Barbara Jacket

Biographical details
- Born: December 26, 1934 Port Arthur, Texas, U.S.
- Died: January 6, 2022 (aged 87) Richmond, Texas, U.S.

Coaching career (HC unless noted)
- 1965–1991: Prairie View A&M

Administrative career (AD unless noted)
- 1990–1995: Prairie View A&M

= Barbara Jacket =

American track and field coach (1934–2022)

Barbara J. Jacket (December 26, 1934 – January 6, 2022) was an American track and field coach. She was the women's track and field head coach for Prairie View A&M from 1965 to 1991. While with the university, Jacket won ten National Association of Intercollegiate Athletics titles and was promoted to athletic director in 1990. Apart from college athletics, Jacket was the head coach at the 1992 Summer Olympics for the American women's track and field competitors. Her position made her the second African-American woman to become an Olympic head coach for the United States. Additional events where Jacket coached the women's track and field team for the United States were the 1987 World Championships in Athletics and 1991 World Championships in Athletics. Jacket was inducted into the International Women's Sports Hall of Fame in 1995.

==Early life and education==
Jacket was born in Port Arthur, Texas, on December 26, 1934, and had two siblings. Growing up, Jacket played several sports including softball and track and field. For her post-secondary education, Jacket went to Tuskegee University with a basketball scholarship and studied physical education for a Bachelor of Science in 1958. She later received a Master of Education at Prairie View A&M University in 1968.

==Career==
Jacket began her coaching career teaching basketball in Eufaula, Alabama, and Port Arthur, Texas, before joining Prairie View A&M as a swimming instructor in 1964. The following year, Jacket established the Prairie View A&M Panthers and Lady Panthers track and field team in 1965 as their head coach.
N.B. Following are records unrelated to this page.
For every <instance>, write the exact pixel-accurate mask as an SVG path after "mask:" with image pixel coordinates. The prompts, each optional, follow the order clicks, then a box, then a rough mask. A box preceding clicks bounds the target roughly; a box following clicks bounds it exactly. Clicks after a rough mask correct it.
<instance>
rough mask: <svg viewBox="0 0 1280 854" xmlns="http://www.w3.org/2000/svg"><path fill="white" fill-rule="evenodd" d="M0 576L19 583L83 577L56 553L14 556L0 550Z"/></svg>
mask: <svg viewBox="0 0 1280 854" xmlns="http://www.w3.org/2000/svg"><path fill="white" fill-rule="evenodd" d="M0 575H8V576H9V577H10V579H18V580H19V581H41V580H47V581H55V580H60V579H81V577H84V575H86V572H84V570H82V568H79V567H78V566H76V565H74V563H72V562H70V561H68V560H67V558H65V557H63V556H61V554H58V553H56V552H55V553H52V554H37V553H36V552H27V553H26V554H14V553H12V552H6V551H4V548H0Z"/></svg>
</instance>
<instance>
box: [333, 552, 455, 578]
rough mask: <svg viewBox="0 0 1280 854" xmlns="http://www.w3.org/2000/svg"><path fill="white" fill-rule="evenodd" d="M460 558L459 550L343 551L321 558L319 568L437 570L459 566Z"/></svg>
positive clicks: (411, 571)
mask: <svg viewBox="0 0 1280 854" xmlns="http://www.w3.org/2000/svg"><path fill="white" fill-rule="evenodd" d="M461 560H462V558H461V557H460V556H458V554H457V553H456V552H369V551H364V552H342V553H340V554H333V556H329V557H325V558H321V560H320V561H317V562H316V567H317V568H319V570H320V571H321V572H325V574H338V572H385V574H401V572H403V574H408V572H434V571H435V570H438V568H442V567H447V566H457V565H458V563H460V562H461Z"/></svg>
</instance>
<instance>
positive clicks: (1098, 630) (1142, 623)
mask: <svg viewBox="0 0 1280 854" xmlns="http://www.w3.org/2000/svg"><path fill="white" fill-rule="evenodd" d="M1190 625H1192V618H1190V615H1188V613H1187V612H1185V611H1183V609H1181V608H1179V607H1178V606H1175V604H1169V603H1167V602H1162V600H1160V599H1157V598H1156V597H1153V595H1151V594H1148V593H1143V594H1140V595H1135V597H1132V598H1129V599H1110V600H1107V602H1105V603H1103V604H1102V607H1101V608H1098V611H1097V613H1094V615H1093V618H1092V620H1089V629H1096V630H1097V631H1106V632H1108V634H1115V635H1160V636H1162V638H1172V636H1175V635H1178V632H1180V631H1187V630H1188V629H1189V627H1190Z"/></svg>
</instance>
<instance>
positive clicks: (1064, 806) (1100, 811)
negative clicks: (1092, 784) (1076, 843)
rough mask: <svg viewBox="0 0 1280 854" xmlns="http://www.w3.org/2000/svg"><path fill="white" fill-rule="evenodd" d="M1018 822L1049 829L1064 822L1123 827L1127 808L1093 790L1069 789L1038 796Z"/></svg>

During her coaching tenure with Prairie View A&M until 1991, Jacket was the winning coach of ten National Association of Intercollegiate Athletics championships and fourteen Southwestern Athletic Conference titles in track and field.

Outside of college athletics, Jacket was an assistant coach for the United States women's national track and field team during the 1979 Pan American Games. As a head coach, she was on the women's track and field team which competed at the 1975 World University Games, 1987 World Championships in Athletics and 1991 World Championships in Athletics for the United States. Her 1992 Summer Olympics head coach appointment made Jacket the second African-American woman to hold this position for the United States. Apart from coaching, Jacket was the athletic director for Prairie View A&M from 1990 to 1995 and taught health for the university during the 2000s. Jacket ended her career with Prairie View A&M in 2010 upon retirement.
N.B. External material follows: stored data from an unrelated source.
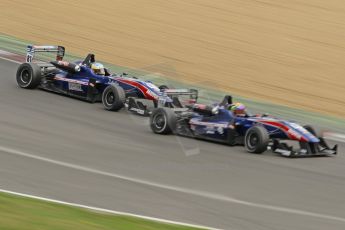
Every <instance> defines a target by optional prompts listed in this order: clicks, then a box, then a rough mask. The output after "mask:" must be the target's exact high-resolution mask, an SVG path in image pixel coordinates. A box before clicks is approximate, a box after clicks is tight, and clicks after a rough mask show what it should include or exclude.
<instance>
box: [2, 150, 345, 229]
mask: <svg viewBox="0 0 345 230" xmlns="http://www.w3.org/2000/svg"><path fill="white" fill-rule="evenodd" d="M0 151H2V152H5V153H8V154H12V155H17V156H22V157H26V158H30V159H35V160H40V161H43V162H48V163H51V164H55V165H60V166H63V167H67V168H71V169H75V170H79V171H84V172H88V173H94V174H98V175H103V176H108V177H112V178H116V179H121V180H125V181H128V182H132V183H137V184H142V185H146V186H151V187H156V188H160V189H165V190H170V191H175V192H180V193H185V194H188V195H194V196H199V197H203V198H207V199H213V200H218V201H222V202H228V203H234V204H240V205H244V206H249V207H255V208H260V209H266V210H270V211H277V212H283V213H290V214H295V215H303V216H309V217H314V218H322V219H327V220H334V221H339V222H344V223H345V218H343V217H337V216H331V215H326V214H321V213H314V212H309V211H304V210H299V209H292V208H286V207H281V206H274V205H267V204H260V203H254V202H250V201H244V200H239V199H236V198H232V197H229V196H225V195H221V194H214V193H209V192H203V191H198V190H193V189H188V188H182V187H176V186H171V185H166V184H160V183H156V182H151V181H147V180H142V179H138V178H133V177H128V176H124V175H120V174H115V173H109V172H104V171H100V170H97V169H92V168H88V167H84V166H80V165H76V164H71V163H67V162H63V161H58V160H53V159H49V158H45V157H41V156H36V155H33V154H29V153H25V152H22V151H19V150H15V149H11V148H7V147H3V146H0Z"/></svg>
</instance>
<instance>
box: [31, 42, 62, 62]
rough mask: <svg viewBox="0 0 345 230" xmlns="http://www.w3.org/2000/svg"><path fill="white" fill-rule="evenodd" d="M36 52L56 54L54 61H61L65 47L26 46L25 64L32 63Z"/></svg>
mask: <svg viewBox="0 0 345 230" xmlns="http://www.w3.org/2000/svg"><path fill="white" fill-rule="evenodd" d="M36 52H47V53H56V61H62V59H63V57H64V55H65V47H63V46H35V45H28V46H27V48H26V62H32V60H33V58H34V55H35V53H36Z"/></svg>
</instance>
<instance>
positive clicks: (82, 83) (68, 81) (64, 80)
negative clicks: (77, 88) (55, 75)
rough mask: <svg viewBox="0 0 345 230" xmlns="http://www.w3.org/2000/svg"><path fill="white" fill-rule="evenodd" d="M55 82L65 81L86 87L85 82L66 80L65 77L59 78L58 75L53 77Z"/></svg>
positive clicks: (76, 80)
mask: <svg viewBox="0 0 345 230" xmlns="http://www.w3.org/2000/svg"><path fill="white" fill-rule="evenodd" d="M54 79H55V80H58V81H67V82H71V83H77V84H79V85H88V83H87V82H84V81H78V80H75V79H70V78H67V77H60V76H59V75H56V76H55V77H54Z"/></svg>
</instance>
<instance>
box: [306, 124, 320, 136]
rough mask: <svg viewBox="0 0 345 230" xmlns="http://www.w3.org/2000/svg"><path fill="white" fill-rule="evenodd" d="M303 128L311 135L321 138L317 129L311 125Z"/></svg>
mask: <svg viewBox="0 0 345 230" xmlns="http://www.w3.org/2000/svg"><path fill="white" fill-rule="evenodd" d="M303 128H304V129H306V130H307V131H308V132H309V133H311V134H313V135H314V136H315V137H320V136H321V135H320V134H319V133H317V132H316V131H315V129H314V128H313V126H311V125H304V126H303Z"/></svg>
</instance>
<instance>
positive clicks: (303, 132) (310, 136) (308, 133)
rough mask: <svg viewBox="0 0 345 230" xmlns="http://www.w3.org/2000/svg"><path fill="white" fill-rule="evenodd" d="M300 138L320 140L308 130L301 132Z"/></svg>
mask: <svg viewBox="0 0 345 230" xmlns="http://www.w3.org/2000/svg"><path fill="white" fill-rule="evenodd" d="M301 139H302V141H305V142H311V143H318V142H320V139H319V138H317V137H316V136H314V134H312V133H310V132H309V131H306V132H303V134H302V138H301ZM303 139H304V140H303Z"/></svg>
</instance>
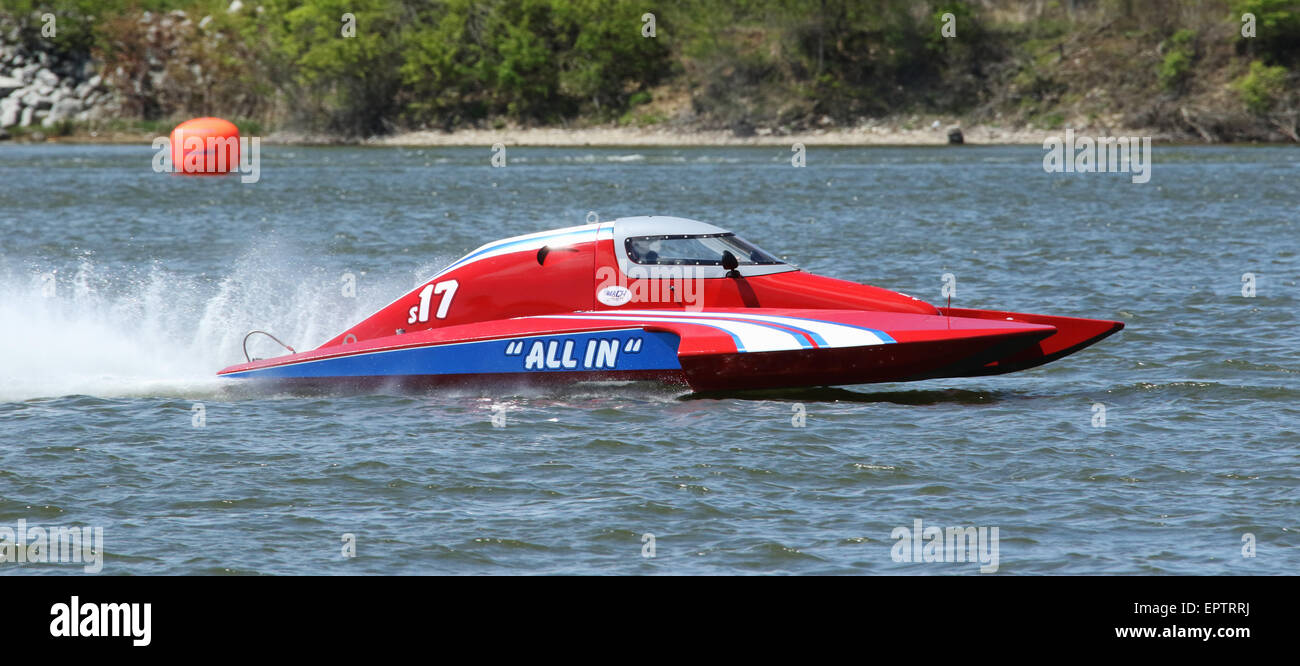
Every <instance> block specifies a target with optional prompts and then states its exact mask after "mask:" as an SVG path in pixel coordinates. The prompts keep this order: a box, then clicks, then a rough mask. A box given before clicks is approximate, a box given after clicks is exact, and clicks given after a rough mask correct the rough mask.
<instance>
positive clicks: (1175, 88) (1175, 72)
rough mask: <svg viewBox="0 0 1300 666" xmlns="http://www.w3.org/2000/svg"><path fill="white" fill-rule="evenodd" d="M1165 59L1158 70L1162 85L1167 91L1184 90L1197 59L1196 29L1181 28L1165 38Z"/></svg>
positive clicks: (1157, 71) (1162, 61) (1157, 78)
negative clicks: (1190, 29) (1177, 32)
mask: <svg viewBox="0 0 1300 666" xmlns="http://www.w3.org/2000/svg"><path fill="white" fill-rule="evenodd" d="M1164 48H1165V60H1164V61H1161V64H1160V69H1158V70H1157V79H1158V81H1160V87H1161V88H1164V90H1167V91H1178V90H1182V88H1183V86H1184V85H1186V83H1187V78H1188V75H1190V74H1191V70H1192V62H1193V61H1195V60H1196V31H1195V30H1186V29H1184V30H1179V31H1178V33H1174V34H1173V36H1170V38H1169V39H1166V40H1165V43H1164Z"/></svg>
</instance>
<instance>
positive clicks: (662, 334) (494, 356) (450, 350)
mask: <svg viewBox="0 0 1300 666" xmlns="http://www.w3.org/2000/svg"><path fill="white" fill-rule="evenodd" d="M679 342H680V340H679V338H677V336H676V334H673V333H664V332H647V330H642V329H628V330H597V332H590V333H568V334H558V336H528V337H517V338H503V340H490V341H484V342H458V343H448V345H435V346H428V347H409V349H398V350H389V351H370V353H364V354H355V355H351V356H335V358H329V359H318V360H307V362H302V363H290V364H286V366H276V367H272V368H259V369H250V371H243V372H235V373H230V375H226V376H227V377H247V379H326V377H409V376H421V375H497V373H530V372H537V373H543V372H595V373H608V372H619V371H655V369H680V368H681V364H680V363H679V362H677V343H679Z"/></svg>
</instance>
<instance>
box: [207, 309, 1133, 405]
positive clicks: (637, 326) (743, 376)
mask: <svg viewBox="0 0 1300 666" xmlns="http://www.w3.org/2000/svg"><path fill="white" fill-rule="evenodd" d="M963 315H966V316H943V315H920V313H900V312H865V311H824V310H763V311H762V313H755V311H753V310H746V308H729V310H714V311H707V312H681V311H628V312H573V313H568V315H546V316H529V317H515V319H508V320H498V321H487V323H481V324H474V325H468V326H448V328H442V329H432V330H426V332H420V333H415V334H406V336H389V337H385V338H376V340H373V341H367V342H364V343H359V345H341V346H333V347H322V349H320V350H313V351H308V353H302V354H291V355H287V356H281V358H276V359H266V360H257V362H251V363H244V364H240V366H234V367H230V368H226V369H224V371H221V375H224V376H227V377H234V379H250V380H257V381H259V382H260V384H263V385H266V386H272V388H277V389H283V388H290V389H303V390H328V389H343V390H373V389H376V388H394V389H403V390H406V389H426V388H437V386H468V385H484V384H502V385H550V384H565V382H576V381H611V380H612V381H659V382H668V384H682V385H686V386H689V388H690V389H693V390H698V392H714V390H745V389H772V388H801V386H827V385H850V384H872V382H892V381H915V380H924V379H937V377H969V376H980V375H993V373H1000V372H1011V371H1013V369H1023V368H1024V367H1032V366H1036V364H1041V363H1047V362H1048V360H1054V359H1057V358H1060V356H1062V355H1066V354H1070V353H1074V351H1078V350H1079V349H1083V346H1087V345H1089V343H1092V342H1096V341H1097V340H1100V338H1101V337H1105V336H1109V334H1110V333H1114V330H1118V328H1119V326H1122V324H1118V323H1113V321H1102V320H1075V319H1070V317H1044V316H1037V315H1023V313H1011V312H996V311H965V312H963ZM976 315H978V316H976ZM1030 317H1036V319H1037V320H1036V321H1031V320H1030ZM1057 324H1058V325H1057Z"/></svg>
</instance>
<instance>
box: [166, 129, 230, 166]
mask: <svg viewBox="0 0 1300 666" xmlns="http://www.w3.org/2000/svg"><path fill="white" fill-rule="evenodd" d="M172 169H173V170H174V172H177V173H187V174H214V173H230V172H234V170H238V169H239V127H235V125H234V122H230V121H227V120H225V118H191V120H187V121H185V122H182V124H179V125H177V126H175V129H173V130H172Z"/></svg>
==Personal life and death==
In 1990, Jacket was charged with official misconduct and document fraud for allegedly altering restaurant receipts to increase the amount the university reimbursed her. She agreed to repay the university and perform community service.

Jacket died in Richmond, Texas, on January 6, 2022, at the age of 87.

==Awards and honors==
She was inducted into the Prairie View A&M University Sports Hall Of Fame in 1992. Additionally, Jacket was named into the International Women's Sports Hall of Fame in 1995 and the U.S. Track & Field and Cross Country Coaches Association hall of fame in 2001.